LITTLE by little, one picks up lore of the divers – small things, yet edifying. In summer a diver wears underneath his suit, to keep him cool, the same flannel shirt and thick woolen socks that he wears in winter to keep him warm. But he wears mittens in winter on his hands, which are bare in summer. On the bitterest day in January he finds comparative warmth in deep water, as he finds a chill there in torrid August. Summer and winter he perspires very freely, and a little work brings him to the limit of his strength, the strain being chiefly on the lungs. The deeper he goes the more exhausting becomes every effort.

A diver often endures real suffering (like the foot-tickling torture) because he cannot scratch his nose or face, and they tell of one man who worked in great distress because, when he got down, he found a June-bug in his helmet, and had to bear the insect's lively promenading over his features, powerless to stop it. And there was a diver who, in bravado, used to smoke a cigarette inside his helmet.

Divers, as a class, are not superstitious. Seldom do their thoughts down below stray into realms of fantasy, nor have they time to dream, but only to hammer, and saw, and ply the crowbar, and drive iron spikes twenty inches long into huge timbers – in short, to attend strictly to their work.

It is amusing to note the scorn of practical divers for the nice electric-lighting and telephone contrivances of divers who never dive, but sell their inventions to the Government for its Newport diving school, which same inventions remain, for the most part, in their spick-span boxes. It seems simple enough to have submarine lights; yet divers who dive prefer to grope in the almost darkness of our ordinary waters. It seems a distinct advantage that diver and tender be able to talk over a wire; yet divers who dive keep jealously to the clumsy system of jerks on the lines, and will not even be bothered with the Morse alphabet. The fact is, a diver has quite as much as he can attend to with the burden of his suit (about a hundred and seventy-five pounds), and his two lines to watch and keep from kinks and entanglements. Touch one of these lines, and you touch his life. Fasten a new line to him, or two new lines, and you enormously increase his peril. Imagine yourself stumbling about in a dark forest, with a man strapped on your back, and several ropes dragging behind you among trees and rocks, each separate rope being to you as breath and blood! That is precisely the diver's case. So he goes; so he works. And when they offer him pretty apparatus to increase his load, he will have none of it. Nor will he tug any extra ropes. "I have ways enough of dying as it is," says he.

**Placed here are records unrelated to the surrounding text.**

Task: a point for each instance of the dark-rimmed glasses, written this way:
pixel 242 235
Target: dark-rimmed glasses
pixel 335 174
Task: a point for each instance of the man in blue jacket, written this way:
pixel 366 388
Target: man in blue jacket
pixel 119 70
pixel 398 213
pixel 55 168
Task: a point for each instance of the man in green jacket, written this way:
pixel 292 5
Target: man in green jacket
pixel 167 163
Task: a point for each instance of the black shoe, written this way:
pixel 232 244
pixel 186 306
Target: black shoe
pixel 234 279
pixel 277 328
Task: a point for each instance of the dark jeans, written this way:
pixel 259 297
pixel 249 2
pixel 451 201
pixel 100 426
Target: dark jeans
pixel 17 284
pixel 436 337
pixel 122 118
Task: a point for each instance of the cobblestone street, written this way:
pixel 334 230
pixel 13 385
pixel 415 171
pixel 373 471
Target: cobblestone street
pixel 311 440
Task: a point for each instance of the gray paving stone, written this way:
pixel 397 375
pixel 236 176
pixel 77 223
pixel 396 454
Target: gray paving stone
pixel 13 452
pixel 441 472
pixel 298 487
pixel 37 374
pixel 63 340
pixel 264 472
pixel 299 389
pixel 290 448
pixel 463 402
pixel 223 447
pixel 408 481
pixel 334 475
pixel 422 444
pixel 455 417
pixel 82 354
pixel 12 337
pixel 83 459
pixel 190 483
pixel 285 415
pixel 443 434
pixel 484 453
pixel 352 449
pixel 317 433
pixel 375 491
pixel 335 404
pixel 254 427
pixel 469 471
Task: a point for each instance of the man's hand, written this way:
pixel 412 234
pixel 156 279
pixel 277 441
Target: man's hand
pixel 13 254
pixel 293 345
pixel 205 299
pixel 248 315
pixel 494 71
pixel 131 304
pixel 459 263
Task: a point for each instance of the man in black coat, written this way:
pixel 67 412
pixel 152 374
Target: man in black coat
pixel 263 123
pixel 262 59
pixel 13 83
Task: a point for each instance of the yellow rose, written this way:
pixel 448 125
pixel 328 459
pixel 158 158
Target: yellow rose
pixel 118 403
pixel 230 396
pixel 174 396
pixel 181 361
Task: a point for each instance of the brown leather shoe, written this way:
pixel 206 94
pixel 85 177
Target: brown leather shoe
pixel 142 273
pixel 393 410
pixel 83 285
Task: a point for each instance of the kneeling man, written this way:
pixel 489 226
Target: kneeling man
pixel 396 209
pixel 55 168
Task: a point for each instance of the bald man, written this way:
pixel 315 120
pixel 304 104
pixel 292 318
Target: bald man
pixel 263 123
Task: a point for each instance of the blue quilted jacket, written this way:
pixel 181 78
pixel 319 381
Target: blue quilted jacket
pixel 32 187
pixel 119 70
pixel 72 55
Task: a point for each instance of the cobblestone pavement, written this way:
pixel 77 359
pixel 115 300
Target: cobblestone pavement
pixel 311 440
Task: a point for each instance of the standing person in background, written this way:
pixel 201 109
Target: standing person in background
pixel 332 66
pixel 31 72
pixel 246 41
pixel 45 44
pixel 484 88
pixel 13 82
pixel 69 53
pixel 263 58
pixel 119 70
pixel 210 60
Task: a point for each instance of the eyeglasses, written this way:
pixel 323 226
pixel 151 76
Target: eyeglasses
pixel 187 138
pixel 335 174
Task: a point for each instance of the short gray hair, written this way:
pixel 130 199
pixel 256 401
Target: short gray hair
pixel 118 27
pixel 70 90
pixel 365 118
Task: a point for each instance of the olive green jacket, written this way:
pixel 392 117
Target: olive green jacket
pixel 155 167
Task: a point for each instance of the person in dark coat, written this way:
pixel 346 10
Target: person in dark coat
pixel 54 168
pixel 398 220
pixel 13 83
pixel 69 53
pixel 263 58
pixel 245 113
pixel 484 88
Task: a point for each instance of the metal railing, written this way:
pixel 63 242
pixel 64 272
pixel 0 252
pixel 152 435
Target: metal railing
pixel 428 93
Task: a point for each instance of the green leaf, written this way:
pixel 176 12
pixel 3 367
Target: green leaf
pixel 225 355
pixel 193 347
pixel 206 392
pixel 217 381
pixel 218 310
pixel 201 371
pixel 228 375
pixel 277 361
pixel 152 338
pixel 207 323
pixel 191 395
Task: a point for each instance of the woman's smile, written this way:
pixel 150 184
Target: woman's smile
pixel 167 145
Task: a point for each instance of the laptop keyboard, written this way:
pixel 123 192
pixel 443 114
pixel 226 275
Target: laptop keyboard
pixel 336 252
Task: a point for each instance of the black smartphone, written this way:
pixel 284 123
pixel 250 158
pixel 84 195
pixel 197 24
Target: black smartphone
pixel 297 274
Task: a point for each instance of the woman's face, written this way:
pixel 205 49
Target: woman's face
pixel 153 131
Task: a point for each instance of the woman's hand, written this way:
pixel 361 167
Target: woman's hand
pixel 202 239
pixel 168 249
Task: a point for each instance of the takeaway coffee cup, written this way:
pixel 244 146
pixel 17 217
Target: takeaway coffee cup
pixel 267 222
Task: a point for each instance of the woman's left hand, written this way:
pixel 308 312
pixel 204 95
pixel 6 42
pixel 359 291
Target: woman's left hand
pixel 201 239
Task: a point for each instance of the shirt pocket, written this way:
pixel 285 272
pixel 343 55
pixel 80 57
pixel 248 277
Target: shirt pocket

Working thus in gloom or darkness, the diver develops his senses of feeling and locality. He gains certain qualities of blind men, and finds guidance in unlooked-for ways. The ascending bubbles from his helmet, for instance, shine silver white and may be seen for a couple of fathoms. These bubbles have a trick of lodging in a vessel's seams, and so give the diver a rough pattern of her. Again, in searching for leaks, the sense of hearing helps him, for he can distinguish (after long habit) the sucking sound of water rushing through the holes.